Le Divin doit toujours pouvoir se rendre perceptible aux hommes, soit indirectement dans ses traces existentielles, soit directement par ses théophanies. « L’eau prend la couleur du récipient » a dit un soufi, et c’est ainsi que la Réalité divine, transcendante en soi, entre dans l’ordre temporel sans sortir de son Immutabilité.

L’archétype du miracle est l’irruption de l’Absolu dans la contingence.

Les dogmes intrinsèquement « orthodoxes », donc disposés en vue du salut, diffèrent d’une religion à une autre ; par conséquent tous ne peuvent être objectivement vrais. En revanche, tous les dogmes sont symboliquement vrais et subjectivement efficaces ; c’est-à-dire qu’ils sont censés créer des attitudes humaines qui contribuent à leur manière au miracle divin de la salvation.
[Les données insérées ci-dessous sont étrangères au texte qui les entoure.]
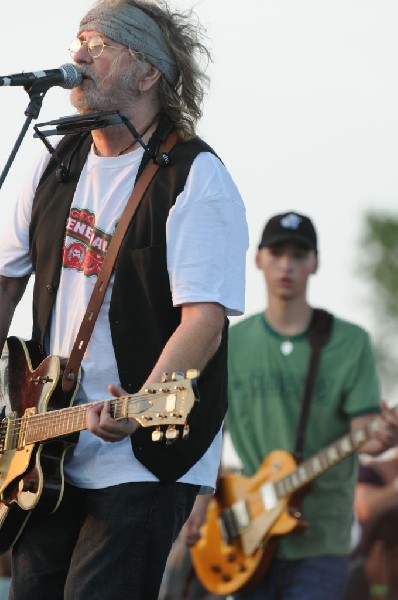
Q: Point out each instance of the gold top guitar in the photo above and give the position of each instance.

C’est là pratiquement le sens du terme bouddhique upâya, « procédé technique » ou « stratagème spirituel ».

Somme toute, la Messe catholique est comparable à l’image du soleil réfléchie dans un miroir : sans prétendre être le soleil, elle le « répète » ; tandis que la Cène luthérienne est comparable – ou entend l’être – non à l’image réfléchie du soleil, mais simplement au rayon.

Du côté catholique, il y a une certaine bureaucratisation du sacré, laquelle va de pair avec une sorte de « militarisation » de la sainteté.
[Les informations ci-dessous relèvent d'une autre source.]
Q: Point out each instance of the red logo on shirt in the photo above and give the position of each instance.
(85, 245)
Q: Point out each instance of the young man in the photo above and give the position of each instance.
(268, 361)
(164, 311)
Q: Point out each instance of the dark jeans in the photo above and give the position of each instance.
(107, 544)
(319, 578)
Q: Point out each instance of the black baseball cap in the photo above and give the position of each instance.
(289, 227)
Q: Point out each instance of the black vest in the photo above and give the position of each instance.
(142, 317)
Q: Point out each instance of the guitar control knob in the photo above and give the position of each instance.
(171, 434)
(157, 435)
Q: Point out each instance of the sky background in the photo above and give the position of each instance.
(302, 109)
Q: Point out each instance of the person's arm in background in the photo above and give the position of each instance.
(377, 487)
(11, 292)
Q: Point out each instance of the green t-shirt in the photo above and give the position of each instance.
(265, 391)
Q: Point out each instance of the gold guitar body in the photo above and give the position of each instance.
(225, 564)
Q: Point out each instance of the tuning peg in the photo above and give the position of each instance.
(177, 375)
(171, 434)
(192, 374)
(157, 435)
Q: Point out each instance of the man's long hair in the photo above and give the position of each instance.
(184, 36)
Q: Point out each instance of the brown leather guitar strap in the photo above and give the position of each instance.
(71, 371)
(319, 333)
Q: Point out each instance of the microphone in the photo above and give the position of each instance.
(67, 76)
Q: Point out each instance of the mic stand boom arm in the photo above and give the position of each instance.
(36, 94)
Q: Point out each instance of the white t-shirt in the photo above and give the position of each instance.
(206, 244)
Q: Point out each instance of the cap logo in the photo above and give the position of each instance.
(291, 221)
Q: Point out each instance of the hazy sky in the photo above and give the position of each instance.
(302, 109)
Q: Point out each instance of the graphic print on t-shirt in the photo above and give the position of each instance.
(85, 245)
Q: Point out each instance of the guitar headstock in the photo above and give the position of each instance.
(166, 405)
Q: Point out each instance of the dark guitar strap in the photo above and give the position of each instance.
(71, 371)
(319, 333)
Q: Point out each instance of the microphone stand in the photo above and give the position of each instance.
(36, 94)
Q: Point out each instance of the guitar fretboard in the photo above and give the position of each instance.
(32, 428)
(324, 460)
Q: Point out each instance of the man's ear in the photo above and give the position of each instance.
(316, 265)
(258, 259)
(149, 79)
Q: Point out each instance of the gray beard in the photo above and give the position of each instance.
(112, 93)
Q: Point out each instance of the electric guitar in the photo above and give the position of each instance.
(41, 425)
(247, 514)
L’une des grandes qualités de l’Eglise catholique – qu’elle partage avec l’Eglise orthodoxe – est son sens du sacré, lequel s’exprime liturgiquement et esthétiquement par ses messes solennelles ; dans le Protestantisme, ce sens se concentre uniquement sur l’Ecriture et la prière, ce qui entraîne incontestablement un grand appauvrissement, non forcément pour l’individu, mais pour la collectivité.

La sagesse, c’est pratiquement « l’art » de sortir de l’illusion qui séduit et enchaîne, d’en sortir par l’intelligence et ensuite par la volonté. […] la Sagesse descend sur nous. Le siège immanent de la Sagesse est le cœur de l’homme.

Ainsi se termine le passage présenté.